History offers the worst kind of inspiration. Traced from the rural to urban migration (and the pure white panic after the Rodney King verdict in the early 1990s), gun advertising around personal safety has always contained an implicit racial component – be in the threat of 9/11 and the response, in armament, of 9/12 or the current push for conceal-carry civilians armed against ‘Radical Islam.’
Fear and preparedness form the twin bastions of patriotic gun ownership in America – tragedy does not demand a revisitation of how and why guns are available, but a redoubled vigilance, a tighter grip, and a truer aim. The dissonance between perception and reality regarding gun violence in America becomes Osnos’ refrain: violent crimes are going down each year but people feel less and less safe.

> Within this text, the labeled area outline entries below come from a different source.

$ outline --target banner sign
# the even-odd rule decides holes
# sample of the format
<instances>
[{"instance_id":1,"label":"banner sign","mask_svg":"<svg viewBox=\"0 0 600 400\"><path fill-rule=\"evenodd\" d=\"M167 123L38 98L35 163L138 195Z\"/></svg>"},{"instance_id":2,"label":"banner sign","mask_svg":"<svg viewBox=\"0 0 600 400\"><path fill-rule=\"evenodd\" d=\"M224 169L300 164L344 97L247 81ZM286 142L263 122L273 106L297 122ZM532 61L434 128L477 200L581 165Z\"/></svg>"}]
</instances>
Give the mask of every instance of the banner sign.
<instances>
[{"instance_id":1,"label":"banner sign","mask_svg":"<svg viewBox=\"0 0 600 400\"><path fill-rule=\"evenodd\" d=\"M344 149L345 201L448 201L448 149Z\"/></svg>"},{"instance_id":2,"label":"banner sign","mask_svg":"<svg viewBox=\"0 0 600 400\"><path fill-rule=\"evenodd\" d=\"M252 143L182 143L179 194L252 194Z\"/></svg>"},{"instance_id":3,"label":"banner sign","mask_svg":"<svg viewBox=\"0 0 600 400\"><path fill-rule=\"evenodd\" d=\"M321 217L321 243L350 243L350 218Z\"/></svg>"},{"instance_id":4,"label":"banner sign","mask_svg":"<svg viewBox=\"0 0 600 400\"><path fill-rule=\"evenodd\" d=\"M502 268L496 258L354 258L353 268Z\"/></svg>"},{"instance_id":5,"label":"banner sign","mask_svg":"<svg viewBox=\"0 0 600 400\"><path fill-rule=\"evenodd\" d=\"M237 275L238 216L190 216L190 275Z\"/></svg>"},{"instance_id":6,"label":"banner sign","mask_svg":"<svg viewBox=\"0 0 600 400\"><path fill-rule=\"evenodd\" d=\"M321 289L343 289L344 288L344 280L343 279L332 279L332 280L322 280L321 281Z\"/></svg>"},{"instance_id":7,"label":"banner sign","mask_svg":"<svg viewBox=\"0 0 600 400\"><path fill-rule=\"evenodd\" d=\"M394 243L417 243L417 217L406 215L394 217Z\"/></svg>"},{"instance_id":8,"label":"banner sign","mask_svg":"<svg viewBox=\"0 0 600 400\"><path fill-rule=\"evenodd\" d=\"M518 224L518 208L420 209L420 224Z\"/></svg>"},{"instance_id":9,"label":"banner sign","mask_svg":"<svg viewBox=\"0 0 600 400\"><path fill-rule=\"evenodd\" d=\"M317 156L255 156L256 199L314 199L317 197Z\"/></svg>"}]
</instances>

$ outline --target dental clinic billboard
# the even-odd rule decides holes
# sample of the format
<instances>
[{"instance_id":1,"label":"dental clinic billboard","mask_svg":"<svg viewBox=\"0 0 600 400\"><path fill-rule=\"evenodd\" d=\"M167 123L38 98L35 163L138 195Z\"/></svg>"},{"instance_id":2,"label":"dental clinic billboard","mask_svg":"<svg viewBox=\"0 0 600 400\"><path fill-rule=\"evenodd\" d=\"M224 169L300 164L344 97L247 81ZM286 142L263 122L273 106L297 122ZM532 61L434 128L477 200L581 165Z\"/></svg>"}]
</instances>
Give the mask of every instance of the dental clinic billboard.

Osnos final observation outlines the true double-bind of gun politics in America. If Donald Trump were to become president, the gun lobby would have a true ally in the Whitehouse. If Trump were to lose, those same embittered N.R.A. supporters would simply cling tighter to their weapons, decrying the new round of persecution gun owners face for simply wanting to protect them and theirs.
Jon Favreau and Dan Pfeiffer, two formers Obama staffers who co-host a pro-Democrat podcast, reach a similar conclusion in their evaluation of the House Democrat sit-in regarding gun control policy. Both spoke to the capriciousness of the no-fly list (a major talking point for new gun legislation that supposedly leans in a bipartisan manner) but more so discussed the Democratic policy as something that looks good in an attack advert but has no real agenda past political windmill-tilting. Real change, it seems, can never materialize when politics gets in the way.
The recent tragic events in Orlando, where Omar Mateen brutally murdered forty-nine and injured fifty-three people using a semi-automatic pistol and rifle, only exacerbate a disastrous American dichotomy on guns. After the requisite forty-eight hours of mourning (aside from a tone-deaf Donald Trump tweet or two), each side of the political spectrum puts on their tired and tawdry battle armor, preparing for the usual media mud-slinging. Gun lobbyists prepare speeches wishing for a single armed patriot present at Pulse that night.
Those demanding better gun control speculate on the means through which Omar Mateen obtained his weapons for his hateful mission. In the midst of infighting, another column of statistics are left uncounted in the continuing decades of gun violence in America. Fear and anger both do their part in ignoring the daily enormity of human loss in tragedies like the Orlando massacre. One side of the results are measured in sales dollars earned and polling points shifted, while the other deals in absented persons and unanswered questions. We cannot be happy with the result of such calculus.